What It Actually Necessitates:
The original signify was more like, “Anything that can go wrong, will go wrong … when you’ve got these chuckleheads for assistants.” The Murphy in Murphy’s Law wasn’t some historic genius or ancient philosopher, but a U.S. Air Force engineer called Edward A. Murphy. His evidence was provoked by a military venture committing a rocket-powered sled, apparently designed as a way to capture and relish a particularly elusive roadrunner.
US Air Force * Holds up signed that replies “Yipes! ” * Murphy was tasked with installing sensors of his own design on the sled, to evaluate its speeding, but once the test was ended, the sensors hadn’t weighed shit. Murphy blamed the failure on his assistants, pronouncing TAGEND
Nick T. Sparks Murphy’s Employee’s Law: “[ shrug ]. ”
“If there’s any room they can do it wrong , they will.” Yes, the original form of this popular proverb was just a passive-aggressive boss chewing out his employees( for something that might have actually been his flaw ).
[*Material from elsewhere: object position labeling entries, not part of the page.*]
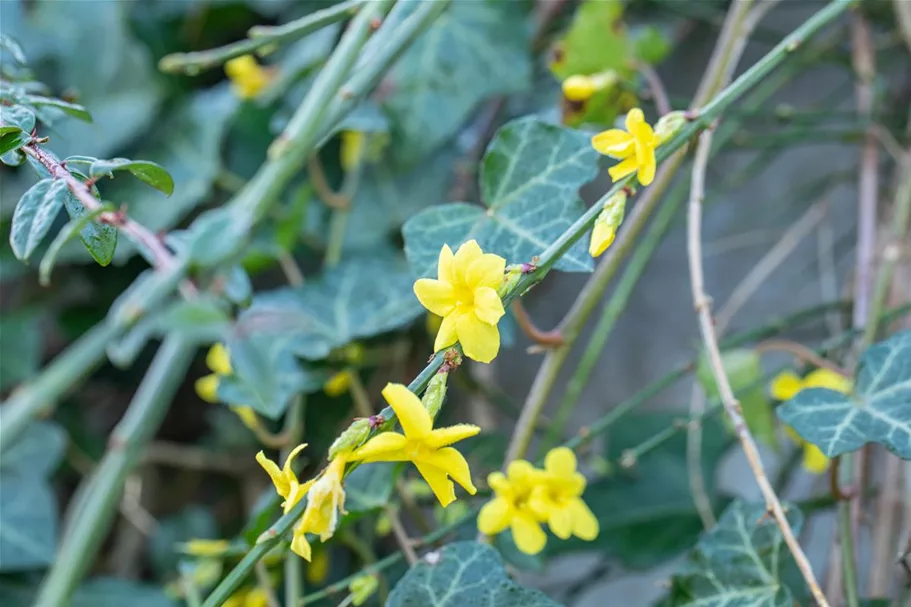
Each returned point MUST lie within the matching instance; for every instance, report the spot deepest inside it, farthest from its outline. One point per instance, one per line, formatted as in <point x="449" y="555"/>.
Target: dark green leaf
<point x="34" y="215"/>
<point x="877" y="412"/>
<point x="28" y="522"/>
<point x="474" y="51"/>
<point x="530" y="180"/>
<point x="740" y="562"/>
<point x="144" y="170"/>
<point x="461" y="574"/>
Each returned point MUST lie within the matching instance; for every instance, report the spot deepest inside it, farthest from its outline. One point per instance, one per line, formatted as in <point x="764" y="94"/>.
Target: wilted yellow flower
<point x="247" y="76"/>
<point x="465" y="295"/>
<point x="786" y="385"/>
<point x="635" y="147"/>
<point x="426" y="448"/>
<point x="558" y="500"/>
<point x="510" y="508"/>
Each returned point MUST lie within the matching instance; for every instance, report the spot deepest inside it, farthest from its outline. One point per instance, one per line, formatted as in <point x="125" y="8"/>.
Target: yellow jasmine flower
<point x="325" y="500"/>
<point x="510" y="507"/>
<point x="426" y="448"/>
<point x="558" y="500"/>
<point x="248" y="78"/>
<point x="786" y="386"/>
<point x="465" y="295"/>
<point x="635" y="147"/>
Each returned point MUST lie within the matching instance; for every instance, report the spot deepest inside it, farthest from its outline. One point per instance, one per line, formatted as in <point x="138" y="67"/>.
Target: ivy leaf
<point x="530" y="177"/>
<point x="34" y="215"/>
<point x="740" y="562"/>
<point x="361" y="297"/>
<point x="475" y="50"/>
<point x="151" y="173"/>
<point x="463" y="573"/>
<point x="877" y="412"/>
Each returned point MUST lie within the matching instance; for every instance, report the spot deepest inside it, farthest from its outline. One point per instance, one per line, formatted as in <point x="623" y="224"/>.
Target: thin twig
<point x="702" y="304"/>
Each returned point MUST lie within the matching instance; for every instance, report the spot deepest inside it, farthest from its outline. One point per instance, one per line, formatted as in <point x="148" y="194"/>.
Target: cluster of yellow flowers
<point x="527" y="497"/>
<point x="787" y="385"/>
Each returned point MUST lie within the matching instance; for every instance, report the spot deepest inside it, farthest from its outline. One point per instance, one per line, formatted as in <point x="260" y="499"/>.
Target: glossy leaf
<point x="151" y="173"/>
<point x="530" y="180"/>
<point x="879" y="410"/>
<point x="460" y="574"/>
<point x="34" y="215"/>
<point x="742" y="561"/>
<point x="474" y="51"/>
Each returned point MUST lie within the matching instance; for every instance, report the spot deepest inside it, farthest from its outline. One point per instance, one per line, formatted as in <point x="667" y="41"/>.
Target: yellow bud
<point x="362" y="588"/>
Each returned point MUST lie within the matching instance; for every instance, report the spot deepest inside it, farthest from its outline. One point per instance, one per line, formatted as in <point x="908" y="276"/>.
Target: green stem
<point x="259" y="37"/>
<point x="89" y="525"/>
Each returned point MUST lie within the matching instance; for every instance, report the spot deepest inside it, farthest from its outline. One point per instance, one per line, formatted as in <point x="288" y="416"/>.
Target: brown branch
<point x="702" y="305"/>
<point x="547" y="339"/>
<point x="158" y="253"/>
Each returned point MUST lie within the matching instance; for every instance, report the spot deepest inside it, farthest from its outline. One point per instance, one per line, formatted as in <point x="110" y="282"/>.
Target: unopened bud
<point x="351" y="438"/>
<point x="668" y="126"/>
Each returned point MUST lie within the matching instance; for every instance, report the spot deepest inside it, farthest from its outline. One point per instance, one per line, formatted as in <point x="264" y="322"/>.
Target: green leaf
<point x="361" y="297"/>
<point x="460" y="574"/>
<point x="744" y="370"/>
<point x="740" y="562"/>
<point x="646" y="514"/>
<point x="151" y="173"/>
<point x="34" y="215"/>
<point x="530" y="180"/>
<point x="28" y="523"/>
<point x="474" y="51"/>
<point x="877" y="412"/>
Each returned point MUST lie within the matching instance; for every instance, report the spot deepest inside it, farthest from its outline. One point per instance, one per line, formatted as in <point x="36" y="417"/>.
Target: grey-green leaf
<point x="460" y="574"/>
<point x="151" y="173"/>
<point x="742" y="561"/>
<point x="34" y="215"/>
<point x="530" y="178"/>
<point x="474" y="51"/>
<point x="879" y="410"/>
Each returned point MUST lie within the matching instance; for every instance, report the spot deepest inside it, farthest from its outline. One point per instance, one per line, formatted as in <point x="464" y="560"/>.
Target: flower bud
<point x="668" y="126"/>
<point x="351" y="438"/>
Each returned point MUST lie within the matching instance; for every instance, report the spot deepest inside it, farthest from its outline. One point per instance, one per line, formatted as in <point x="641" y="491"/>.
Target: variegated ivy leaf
<point x="740" y="562"/>
<point x="879" y="410"/>
<point x="530" y="180"/>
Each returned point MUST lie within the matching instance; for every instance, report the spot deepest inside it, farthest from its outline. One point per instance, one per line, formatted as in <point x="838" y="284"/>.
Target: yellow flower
<point x="510" y="507"/>
<point x="337" y="384"/>
<point x="786" y="386"/>
<point x="199" y="547"/>
<point x="325" y="500"/>
<point x="558" y="500"/>
<point x="465" y="295"/>
<point x="247" y="76"/>
<point x="635" y="147"/>
<point x="420" y="444"/>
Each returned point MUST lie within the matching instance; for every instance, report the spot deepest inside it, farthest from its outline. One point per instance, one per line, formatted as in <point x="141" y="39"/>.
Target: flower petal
<point x="621" y="170"/>
<point x="467" y="254"/>
<point x="785" y="385"/>
<point x="585" y="525"/>
<point x="488" y="306"/>
<point x="443" y="437"/>
<point x="613" y="142"/>
<point x="435" y="295"/>
<point x="480" y="341"/>
<point x="409" y="410"/>
<point x="439" y="483"/>
<point x="494" y="516"/>
<point x="444" y="266"/>
<point x="452" y="462"/>
<point x="385" y="447"/>
<point x="447" y="334"/>
<point x="486" y="271"/>
<point x="527" y="534"/>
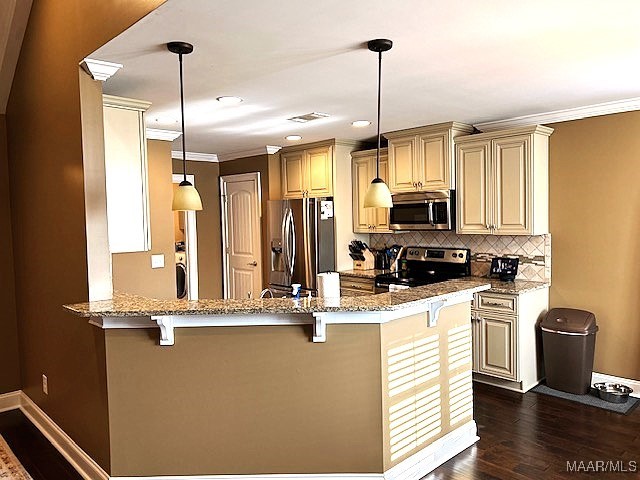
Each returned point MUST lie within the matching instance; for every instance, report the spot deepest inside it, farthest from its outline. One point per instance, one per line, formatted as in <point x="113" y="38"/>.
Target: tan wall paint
<point x="258" y="163"/>
<point x="9" y="363"/>
<point x="132" y="272"/>
<point x="207" y="181"/>
<point x="48" y="217"/>
<point x="242" y="400"/>
<point x="595" y="226"/>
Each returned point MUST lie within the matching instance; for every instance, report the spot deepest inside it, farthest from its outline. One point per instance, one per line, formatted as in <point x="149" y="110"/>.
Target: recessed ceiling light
<point x="308" y="117"/>
<point x="229" y="100"/>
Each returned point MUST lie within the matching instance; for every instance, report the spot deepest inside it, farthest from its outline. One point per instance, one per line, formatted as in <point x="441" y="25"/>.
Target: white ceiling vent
<point x="308" y="117"/>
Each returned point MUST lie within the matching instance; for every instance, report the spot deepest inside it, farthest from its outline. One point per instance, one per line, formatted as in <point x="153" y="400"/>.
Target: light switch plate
<point x="157" y="260"/>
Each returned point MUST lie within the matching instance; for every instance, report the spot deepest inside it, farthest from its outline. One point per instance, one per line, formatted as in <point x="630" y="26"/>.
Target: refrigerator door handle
<point x="292" y="235"/>
<point x="285" y="249"/>
<point x="307" y="241"/>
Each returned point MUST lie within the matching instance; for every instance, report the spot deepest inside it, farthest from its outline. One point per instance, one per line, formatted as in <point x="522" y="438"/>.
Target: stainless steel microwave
<point x="433" y="210"/>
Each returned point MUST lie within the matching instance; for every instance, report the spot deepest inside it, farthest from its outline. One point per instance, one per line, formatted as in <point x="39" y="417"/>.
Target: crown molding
<point x="267" y="149"/>
<point x="607" y="108"/>
<point x="159" y="134"/>
<point x="124" y="102"/>
<point x="99" y="69"/>
<point x="195" y="156"/>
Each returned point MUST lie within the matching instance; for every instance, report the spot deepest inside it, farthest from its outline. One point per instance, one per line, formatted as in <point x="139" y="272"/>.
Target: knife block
<point x="369" y="262"/>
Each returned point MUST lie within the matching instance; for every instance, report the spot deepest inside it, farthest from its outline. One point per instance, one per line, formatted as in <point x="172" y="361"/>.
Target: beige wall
<point x="595" y="227"/>
<point x="48" y="215"/>
<point x="132" y="272"/>
<point x="207" y="181"/>
<point x="9" y="364"/>
<point x="257" y="163"/>
<point x="242" y="400"/>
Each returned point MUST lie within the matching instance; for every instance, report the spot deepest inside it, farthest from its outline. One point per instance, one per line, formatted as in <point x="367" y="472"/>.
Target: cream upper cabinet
<point x="307" y="173"/>
<point x="363" y="171"/>
<point x="126" y="174"/>
<point x="404" y="169"/>
<point x="503" y="182"/>
<point x="423" y="158"/>
<point x="293" y="174"/>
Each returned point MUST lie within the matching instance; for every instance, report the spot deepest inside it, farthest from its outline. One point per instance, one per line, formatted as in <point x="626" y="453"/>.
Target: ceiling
<point x="460" y="60"/>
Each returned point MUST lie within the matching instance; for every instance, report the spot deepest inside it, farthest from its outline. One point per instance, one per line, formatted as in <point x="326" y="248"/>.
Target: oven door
<point x="422" y="211"/>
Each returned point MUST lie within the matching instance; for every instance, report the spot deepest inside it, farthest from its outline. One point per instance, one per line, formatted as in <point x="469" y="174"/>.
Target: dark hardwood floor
<point x="522" y="437"/>
<point x="533" y="436"/>
<point x="37" y="455"/>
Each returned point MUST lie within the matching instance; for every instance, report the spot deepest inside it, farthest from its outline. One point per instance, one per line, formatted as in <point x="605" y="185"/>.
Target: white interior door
<point x="242" y="242"/>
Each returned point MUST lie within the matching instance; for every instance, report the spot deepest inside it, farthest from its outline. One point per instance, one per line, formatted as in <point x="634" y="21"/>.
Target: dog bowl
<point x="613" y="392"/>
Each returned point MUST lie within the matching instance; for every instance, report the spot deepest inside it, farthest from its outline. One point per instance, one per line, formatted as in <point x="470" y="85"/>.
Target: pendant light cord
<point x="379" y="81"/>
<point x="184" y="155"/>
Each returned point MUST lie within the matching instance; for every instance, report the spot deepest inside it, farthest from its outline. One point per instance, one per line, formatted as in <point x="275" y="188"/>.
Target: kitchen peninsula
<point x="378" y="385"/>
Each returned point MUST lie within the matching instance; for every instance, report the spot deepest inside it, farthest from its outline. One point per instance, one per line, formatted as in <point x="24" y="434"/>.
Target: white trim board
<point x="195" y="156"/>
<point x="565" y="115"/>
<point x="9" y="401"/>
<point x="602" y="377"/>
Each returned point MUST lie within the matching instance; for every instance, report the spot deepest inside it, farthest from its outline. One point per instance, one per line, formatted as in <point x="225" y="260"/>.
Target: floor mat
<point x="10" y="466"/>
<point x="590" y="399"/>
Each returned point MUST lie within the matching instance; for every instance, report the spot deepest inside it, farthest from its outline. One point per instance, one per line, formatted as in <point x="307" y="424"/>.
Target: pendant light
<point x="378" y="194"/>
<point x="186" y="197"/>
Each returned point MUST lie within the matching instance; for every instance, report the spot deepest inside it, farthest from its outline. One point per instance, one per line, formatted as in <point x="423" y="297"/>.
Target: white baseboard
<point x="601" y="377"/>
<point x="10" y="401"/>
<point x="412" y="468"/>
<point x="78" y="458"/>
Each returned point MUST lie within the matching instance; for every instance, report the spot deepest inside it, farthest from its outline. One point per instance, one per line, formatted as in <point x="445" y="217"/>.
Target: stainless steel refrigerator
<point x="302" y="241"/>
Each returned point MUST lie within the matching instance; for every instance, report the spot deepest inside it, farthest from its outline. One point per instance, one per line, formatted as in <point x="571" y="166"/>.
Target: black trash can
<point x="568" y="343"/>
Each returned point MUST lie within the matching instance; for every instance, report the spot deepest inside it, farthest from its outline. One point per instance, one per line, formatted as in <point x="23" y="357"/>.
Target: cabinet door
<point x="125" y="156"/>
<point x="512" y="177"/>
<point x="497" y="342"/>
<point x="435" y="171"/>
<point x="293" y="174"/>
<point x="402" y="165"/>
<point x="380" y="216"/>
<point x="319" y="165"/>
<point x="474" y="188"/>
<point x="361" y="176"/>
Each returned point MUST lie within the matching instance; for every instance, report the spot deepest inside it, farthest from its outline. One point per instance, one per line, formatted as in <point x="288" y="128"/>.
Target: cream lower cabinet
<point x="127" y="189"/>
<point x="363" y="171"/>
<point x="503" y="182"/>
<point x="307" y="172"/>
<point x="423" y="158"/>
<point x="506" y="338"/>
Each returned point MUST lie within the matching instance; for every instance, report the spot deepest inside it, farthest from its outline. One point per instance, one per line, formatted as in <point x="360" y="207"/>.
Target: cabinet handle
<point x="494" y="304"/>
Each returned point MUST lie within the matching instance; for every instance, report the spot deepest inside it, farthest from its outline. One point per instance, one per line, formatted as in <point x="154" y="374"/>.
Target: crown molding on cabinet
<point x="268" y="149"/>
<point x="159" y="134"/>
<point x="565" y="115"/>
<point x="99" y="69"/>
<point x="195" y="156"/>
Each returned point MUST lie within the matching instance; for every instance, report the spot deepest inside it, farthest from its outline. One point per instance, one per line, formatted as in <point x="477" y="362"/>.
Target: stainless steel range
<point x="425" y="265"/>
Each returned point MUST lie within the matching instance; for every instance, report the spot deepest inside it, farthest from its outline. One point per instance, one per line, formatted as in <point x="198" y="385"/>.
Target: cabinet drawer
<point x="350" y="292"/>
<point x="363" y="285"/>
<point x="496" y="303"/>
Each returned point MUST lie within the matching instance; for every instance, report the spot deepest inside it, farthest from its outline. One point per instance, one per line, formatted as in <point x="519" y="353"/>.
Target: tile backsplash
<point x="534" y="252"/>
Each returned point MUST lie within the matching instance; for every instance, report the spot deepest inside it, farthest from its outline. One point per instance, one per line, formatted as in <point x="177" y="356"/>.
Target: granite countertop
<point x="514" y="288"/>
<point x="363" y="273"/>
<point x="126" y="305"/>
As the sled venture prolonged, other members of the team distilled Murphy’s phrase to a more familiar species( “If anything can go wrong, it will” ), and give it serve as a remember to make their patterns as idiot-proof as is practicable. Murphy’s Law was never meant to imply there’s a sitcom-like regulation that the universe is out to get you. Just that your boss thinks you suction. Of trend, this is all evidence of another universal rule that generally holds true: “Shit rotations downhill.”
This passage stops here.